A beat of silence passed between them, filled only by the low rumble of the SUV’s engine. No confirmed bodies. Just absolute, structural devastation. The threat was buried under tons of burning concrete.

"The escrow will release the remaining two hundred thousand in five minutes," Ryan said.

Graves nodded once, flicking the burnt match onto the concrete. "Pleasure doing business. Don’t call this number again."
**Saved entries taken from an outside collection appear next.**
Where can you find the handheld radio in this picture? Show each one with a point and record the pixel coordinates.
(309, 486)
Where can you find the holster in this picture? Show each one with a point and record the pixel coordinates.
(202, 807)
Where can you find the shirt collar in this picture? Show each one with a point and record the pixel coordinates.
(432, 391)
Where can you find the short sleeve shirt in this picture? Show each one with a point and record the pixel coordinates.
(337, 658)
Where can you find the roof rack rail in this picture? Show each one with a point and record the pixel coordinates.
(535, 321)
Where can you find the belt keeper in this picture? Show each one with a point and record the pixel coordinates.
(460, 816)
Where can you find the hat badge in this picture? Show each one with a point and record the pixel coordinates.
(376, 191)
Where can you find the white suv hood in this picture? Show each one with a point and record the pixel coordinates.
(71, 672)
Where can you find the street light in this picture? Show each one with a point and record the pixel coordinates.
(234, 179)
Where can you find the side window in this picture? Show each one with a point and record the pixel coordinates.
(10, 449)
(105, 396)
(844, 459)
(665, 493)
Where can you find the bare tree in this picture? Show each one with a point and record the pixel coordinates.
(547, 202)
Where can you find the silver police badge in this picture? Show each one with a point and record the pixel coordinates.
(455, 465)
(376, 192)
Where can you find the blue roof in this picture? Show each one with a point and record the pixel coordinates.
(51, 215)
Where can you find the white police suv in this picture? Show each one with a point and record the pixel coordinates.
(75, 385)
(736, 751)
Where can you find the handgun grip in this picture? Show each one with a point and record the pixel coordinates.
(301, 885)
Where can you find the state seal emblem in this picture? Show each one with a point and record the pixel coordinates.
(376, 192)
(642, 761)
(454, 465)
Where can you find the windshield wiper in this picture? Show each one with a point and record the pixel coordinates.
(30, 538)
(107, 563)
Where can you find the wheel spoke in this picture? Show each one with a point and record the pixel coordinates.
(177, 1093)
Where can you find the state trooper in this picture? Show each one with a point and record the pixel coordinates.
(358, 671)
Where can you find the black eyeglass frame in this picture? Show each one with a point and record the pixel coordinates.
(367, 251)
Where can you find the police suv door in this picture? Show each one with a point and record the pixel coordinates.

The mercenary climbed back into the SUV. The heavy doors slammed shut. The vehicle reversed smoothly out of the dark corner and accelerated up the ramp, disappearing into the New York night.

Ryan stood alone in the freezing, subterranean garage. He looked down at the scorched steel briefcase in his hand.

The weight of it anchored him to the floor. He had crossed the line.

The concrete was wet beneath his boots, and he knew, with absolute certainty, that he could never wash the blood off the ledger.

He didn’t want to.

He turned around and walked out of the dark.